As explained above, according to the first embodiment, by connecting the return path transmission method orthography device and the ESWL via the ultrasonic probe 1, it is possible to preventively remove stones before the onset of the disease. You will be able to do this.

Note that the present invention is not limited to the above embodiments. In the embodiment, the return transmission method orthography device transmitted waves by itself and received the echoes from the echo generator 24, but when there are two or more stones, the ESWL is used for the second and subsequent stone crushing. It is also possible to use an echo obtained by reflecting a shock wave from the echo generating section 24.

(Effects of the Invention) As described in detail above, according to the present invention, it becomes possible to preventively crush developing small stones before the onset of stone formation, which is useful in terms of biosafety and cost efficiency. The device can be realized and the practical effects are great. Further, the efficiency is further improved by using the shock wave for calculus fragmentation in place of the transmission signal of the return transmission method.

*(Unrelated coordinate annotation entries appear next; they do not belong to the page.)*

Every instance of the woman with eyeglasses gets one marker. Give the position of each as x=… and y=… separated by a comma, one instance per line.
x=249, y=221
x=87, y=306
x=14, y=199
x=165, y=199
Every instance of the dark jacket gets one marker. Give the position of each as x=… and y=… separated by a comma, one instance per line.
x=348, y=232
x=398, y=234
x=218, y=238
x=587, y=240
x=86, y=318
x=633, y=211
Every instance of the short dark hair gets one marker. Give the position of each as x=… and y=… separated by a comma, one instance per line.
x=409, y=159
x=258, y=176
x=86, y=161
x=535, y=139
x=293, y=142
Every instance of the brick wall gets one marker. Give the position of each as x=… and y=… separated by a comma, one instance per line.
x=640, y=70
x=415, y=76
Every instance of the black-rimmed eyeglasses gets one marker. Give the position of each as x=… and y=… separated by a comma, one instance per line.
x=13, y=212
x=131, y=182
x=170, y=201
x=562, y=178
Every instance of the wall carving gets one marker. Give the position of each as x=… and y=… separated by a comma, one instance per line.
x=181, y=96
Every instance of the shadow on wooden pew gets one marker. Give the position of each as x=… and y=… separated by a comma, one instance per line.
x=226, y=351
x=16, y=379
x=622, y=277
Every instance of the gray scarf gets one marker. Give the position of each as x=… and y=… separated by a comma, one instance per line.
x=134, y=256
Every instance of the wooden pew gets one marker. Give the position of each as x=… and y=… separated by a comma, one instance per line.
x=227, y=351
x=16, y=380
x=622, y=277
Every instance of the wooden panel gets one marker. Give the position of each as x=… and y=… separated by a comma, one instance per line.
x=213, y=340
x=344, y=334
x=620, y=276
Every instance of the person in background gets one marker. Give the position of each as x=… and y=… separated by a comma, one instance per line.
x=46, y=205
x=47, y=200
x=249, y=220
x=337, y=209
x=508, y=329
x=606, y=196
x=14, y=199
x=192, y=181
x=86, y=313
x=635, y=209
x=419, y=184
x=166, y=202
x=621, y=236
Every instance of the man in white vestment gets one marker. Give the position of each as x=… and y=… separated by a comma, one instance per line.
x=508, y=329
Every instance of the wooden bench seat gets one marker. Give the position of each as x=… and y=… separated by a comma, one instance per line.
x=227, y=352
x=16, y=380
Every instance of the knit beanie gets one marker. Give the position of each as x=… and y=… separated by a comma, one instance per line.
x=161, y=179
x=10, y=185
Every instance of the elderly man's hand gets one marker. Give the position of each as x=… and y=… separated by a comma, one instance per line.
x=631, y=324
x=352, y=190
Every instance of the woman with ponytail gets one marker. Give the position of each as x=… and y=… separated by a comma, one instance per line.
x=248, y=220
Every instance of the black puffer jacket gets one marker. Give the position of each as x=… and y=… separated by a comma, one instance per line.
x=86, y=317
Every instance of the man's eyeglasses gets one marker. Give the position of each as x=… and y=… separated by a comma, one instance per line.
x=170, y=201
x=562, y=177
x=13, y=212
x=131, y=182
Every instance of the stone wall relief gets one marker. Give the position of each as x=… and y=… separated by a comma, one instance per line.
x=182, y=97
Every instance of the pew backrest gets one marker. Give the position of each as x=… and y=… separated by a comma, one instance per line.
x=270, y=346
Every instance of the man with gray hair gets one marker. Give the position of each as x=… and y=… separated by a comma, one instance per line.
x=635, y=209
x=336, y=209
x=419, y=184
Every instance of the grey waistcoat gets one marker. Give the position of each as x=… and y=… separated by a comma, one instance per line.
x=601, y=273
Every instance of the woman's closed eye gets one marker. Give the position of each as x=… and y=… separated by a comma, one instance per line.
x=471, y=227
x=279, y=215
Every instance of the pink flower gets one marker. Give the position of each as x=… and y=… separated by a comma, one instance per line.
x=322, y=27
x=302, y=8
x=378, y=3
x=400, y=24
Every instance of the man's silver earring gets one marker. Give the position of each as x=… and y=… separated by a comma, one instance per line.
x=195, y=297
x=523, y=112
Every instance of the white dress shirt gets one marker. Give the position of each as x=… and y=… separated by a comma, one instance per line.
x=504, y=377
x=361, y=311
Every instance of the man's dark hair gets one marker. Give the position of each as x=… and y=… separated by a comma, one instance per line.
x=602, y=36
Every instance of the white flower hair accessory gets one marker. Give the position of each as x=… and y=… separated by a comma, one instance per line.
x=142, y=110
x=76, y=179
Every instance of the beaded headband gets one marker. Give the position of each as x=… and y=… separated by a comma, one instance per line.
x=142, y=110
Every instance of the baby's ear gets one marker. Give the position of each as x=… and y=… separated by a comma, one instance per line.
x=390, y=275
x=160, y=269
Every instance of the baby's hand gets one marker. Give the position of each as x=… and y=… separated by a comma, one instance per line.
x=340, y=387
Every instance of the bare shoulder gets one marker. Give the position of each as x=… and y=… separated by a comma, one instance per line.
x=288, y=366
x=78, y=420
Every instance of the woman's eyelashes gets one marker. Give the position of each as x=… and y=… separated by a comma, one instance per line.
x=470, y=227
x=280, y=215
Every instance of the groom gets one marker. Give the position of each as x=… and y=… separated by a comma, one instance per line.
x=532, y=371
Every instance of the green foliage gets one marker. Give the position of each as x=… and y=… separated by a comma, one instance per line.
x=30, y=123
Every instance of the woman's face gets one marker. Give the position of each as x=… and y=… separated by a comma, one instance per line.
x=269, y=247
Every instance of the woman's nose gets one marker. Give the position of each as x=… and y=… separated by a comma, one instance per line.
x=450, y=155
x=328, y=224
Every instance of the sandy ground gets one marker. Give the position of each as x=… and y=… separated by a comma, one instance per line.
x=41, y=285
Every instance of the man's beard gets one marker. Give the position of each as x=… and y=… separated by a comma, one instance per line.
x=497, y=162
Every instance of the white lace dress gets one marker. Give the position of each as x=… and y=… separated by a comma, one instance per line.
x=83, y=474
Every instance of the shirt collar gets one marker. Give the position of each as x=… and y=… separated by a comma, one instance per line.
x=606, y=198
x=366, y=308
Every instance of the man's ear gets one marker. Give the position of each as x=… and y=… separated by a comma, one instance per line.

[Brief explanation of the drawing]

FIG. 1 is a schematic cross-sectional view of an ultrasonic probe according to an embodiment of the present invention, FIG. 2 is a block diagram of an embodiment of a receiving section of a return transmission method orthography apparatus used in the present invention, and FIG. FIG. 1 is an explanatory diagram of a method of return transmission orthography. 1... Ultrasonic probe 2... Imaging array 3... Piezoelectric element for shock wave generation 4... Sound transmitting membrane 5... Liquid chamber 6... Protector 7... Imaging probe Tentacle 8... Shock wave generation probe 12... Range gate 13... Detector 14...
Image reconstruction calculation device 15.18...RAM1.6...DSP17...
PROM 19...DSC21...Two-dimensional array transducer 22...Target area 23.
...Space 24...Echo generation part

Claims (3)

[Claims] (1) An ultrasonic return path transmission method orthography creation means used to aim at a target area, a shock wave transmission pulse generation means that sends a shock wave with a long repetition period to fragment a stone, and the ultrasonic return path An ultrasonic transmitter and receiver comprising a transducer element array for transmitting and receiving waves as a means for creating transmission method orthography, and a transducer element array for shock wave transmission provided around the transducer element array for transmitting shock wave pulses that focus the ultrasonic pulses on a target area. 1. An extracorporeal shock wave lithotripter, characterized in that it is equipped with a wave means. (2) Ultrasonic return transmission method Creating orthography using the echo signal of the shock wave transmitted by the shock wave transmission pulse generation means without transmitting the outward irradiation wave for the orthography creation means itself. The extracorporeal shock wave lithotripter according to claim 1, characterized in that: (3) The extracorporeal method according to claim 1 or 2, characterized in that the transmitting/receiving transducer element array of the ultrasonic return transmission method orthography creation means has a protection means for preventing it from being destroyed by directly receiving the shock wave pulse. Shock wave lithotripter.